De repente, um forte estrondo é escutado. Luzes começam a percorrer o céu, iluminando todo o local. As árvores, até então em silêncio, começaram emitir sons devido ao vento. Com a escuridão da noite, o casal não percebeu que uma forte tempestade se aproximou e que agora estava prestes a desabar sobre suas cabeças.
— Mor? E essa chuva?
— Eu não sei, Miche. A previsão dizia que choveria durante o dia, mas nada de temporal.
— Hoje, estava muito quente mesmo, ou seja, um temporal não é nada de anormal.
— Com certeza. Mas a previsão não deveria mudar tanto. Olha o que ela dizia hoje de manhã.
— Mas, Chico! Tu olhaste para Caxias do Sul. Tu tinhas que ter olhado para cá!
— Putz, é verdade. Enganei-me!
— Vamos embora, que senão o rio vai nos levar embora!
— Não é para tanto, moreco.
— Olha essa chuva, Chico! Está muito forte! Certamente o rio vai aumentar de nível.
— O rio é grande. Tem que chover e muito para ele subir de nível.
— Ah!! Chico! O rio já chegou aqui! Ele está molhando os meus pés!
— Acalma-te, mor. Isso é a chuva.
— Como “chuva”? Tu não fechaste a barraca direito quando entraste?
— Fechei, fechei, amor. Acalma-te. É que eu acabei me confundindo e peguei a barraca que está furada por engano.
— O quê? Ah, mas tu és um cabeção, hein, Chico! Vamos embora daqui!
Assim, o casal saiu debaixo de muita chuva e jogou todas as suas coisas, de qualquer maneira, dentro do carro.
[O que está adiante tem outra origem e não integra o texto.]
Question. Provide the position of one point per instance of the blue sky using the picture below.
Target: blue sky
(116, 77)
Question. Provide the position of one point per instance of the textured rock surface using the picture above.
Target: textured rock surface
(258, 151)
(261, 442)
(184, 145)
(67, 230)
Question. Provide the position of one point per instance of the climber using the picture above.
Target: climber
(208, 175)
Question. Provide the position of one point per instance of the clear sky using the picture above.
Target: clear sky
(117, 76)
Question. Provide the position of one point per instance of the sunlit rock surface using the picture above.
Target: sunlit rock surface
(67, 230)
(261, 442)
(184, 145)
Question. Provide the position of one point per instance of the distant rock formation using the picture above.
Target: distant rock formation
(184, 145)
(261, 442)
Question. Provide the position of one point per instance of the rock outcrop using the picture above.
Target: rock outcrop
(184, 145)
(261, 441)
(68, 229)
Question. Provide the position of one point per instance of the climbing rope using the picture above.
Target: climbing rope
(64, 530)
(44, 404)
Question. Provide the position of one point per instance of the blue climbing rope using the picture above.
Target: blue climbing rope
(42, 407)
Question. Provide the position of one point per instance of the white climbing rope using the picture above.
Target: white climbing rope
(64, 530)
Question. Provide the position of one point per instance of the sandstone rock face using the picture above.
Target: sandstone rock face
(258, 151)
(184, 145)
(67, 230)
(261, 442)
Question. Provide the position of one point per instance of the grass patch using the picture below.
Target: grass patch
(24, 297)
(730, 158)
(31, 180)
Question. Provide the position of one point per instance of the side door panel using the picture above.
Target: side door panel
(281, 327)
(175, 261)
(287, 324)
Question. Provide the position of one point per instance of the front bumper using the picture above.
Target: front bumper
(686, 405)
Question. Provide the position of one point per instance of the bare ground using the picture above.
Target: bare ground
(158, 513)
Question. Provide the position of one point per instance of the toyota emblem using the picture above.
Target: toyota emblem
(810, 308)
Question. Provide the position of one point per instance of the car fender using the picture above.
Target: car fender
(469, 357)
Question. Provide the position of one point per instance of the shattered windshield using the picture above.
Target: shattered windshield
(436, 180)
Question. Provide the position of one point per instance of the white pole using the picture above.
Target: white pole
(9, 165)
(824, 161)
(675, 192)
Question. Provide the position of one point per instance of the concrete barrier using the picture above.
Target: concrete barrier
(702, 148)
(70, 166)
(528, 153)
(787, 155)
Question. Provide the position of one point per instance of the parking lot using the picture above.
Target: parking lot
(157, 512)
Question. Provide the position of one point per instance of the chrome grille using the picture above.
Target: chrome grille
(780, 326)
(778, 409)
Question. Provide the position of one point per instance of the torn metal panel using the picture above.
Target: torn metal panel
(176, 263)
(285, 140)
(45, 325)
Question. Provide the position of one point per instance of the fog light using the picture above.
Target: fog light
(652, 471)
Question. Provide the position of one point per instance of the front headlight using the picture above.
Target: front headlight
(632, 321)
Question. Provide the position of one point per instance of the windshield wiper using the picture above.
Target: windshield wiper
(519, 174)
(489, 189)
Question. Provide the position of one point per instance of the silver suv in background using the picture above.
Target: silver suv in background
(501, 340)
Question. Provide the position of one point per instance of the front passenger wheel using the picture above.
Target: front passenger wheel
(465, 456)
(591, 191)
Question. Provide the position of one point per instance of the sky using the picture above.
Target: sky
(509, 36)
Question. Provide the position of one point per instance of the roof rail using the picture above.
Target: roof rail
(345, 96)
Estavam completamente encharcados e rumando para casa, sentindo-se frustrado por não terem conseguido acampar. A chuva os acompanhou por cerca de dez minutos e, quando chegaram em casa, o céu estava novamente estrelado.
— Dava para ter ficado lá, Miche.
— Com aquela chuva? O rio ia nos levar embora. E se eu tivesse visto na previsão que era pra ter temporal, eu não iria, tal como fizeram todos os outros que não estavam lá.
— Desculpa, amor. Eu olhei errado.
— Hoje te superaste, Chico! Esqueceste metade da comida em casa, pegaste a barraca errada, olhaste a previsão do tempo lá pra Caxias...
— Ah, Miche. Foi sem querer. Tu sabes que sou bem estabanado.
— Estabanadão!
— Hahaha, verdade. Mas foi legal hoje. Preparamos a barraca, fizemos nossa comida, contamo-nos histórias trevosas que nos faziam rir...
— Assamos marshmallows...
— Isso aí. Na próxima a gente faz tudo certo.
— Faz tu tudo certo. Eu sempre faço.
— Tá bom, Miche. Tá bom. Na próxima vez vai ser mais legal ainda.
— Hehehe, está bem, seu bobão. Mas que não se repita!
Francisco e Michele encharcados rumaram para o banho, onde se aqueceram e puderam colocar roupas secas. Após, organizaram o carro e guardaram todos os apetrechos de acampamento em seus lugares. Por fim, voltaram a deitar, grudadinhos, e a conversar. O sentimento era de uma leve frustração por não terem passado a noite toda no local, mas estavam radiantes por terem tido um dia muito agradável, em que ambos puderam desfrutar do aconchego das suas companhias com muita felicidade.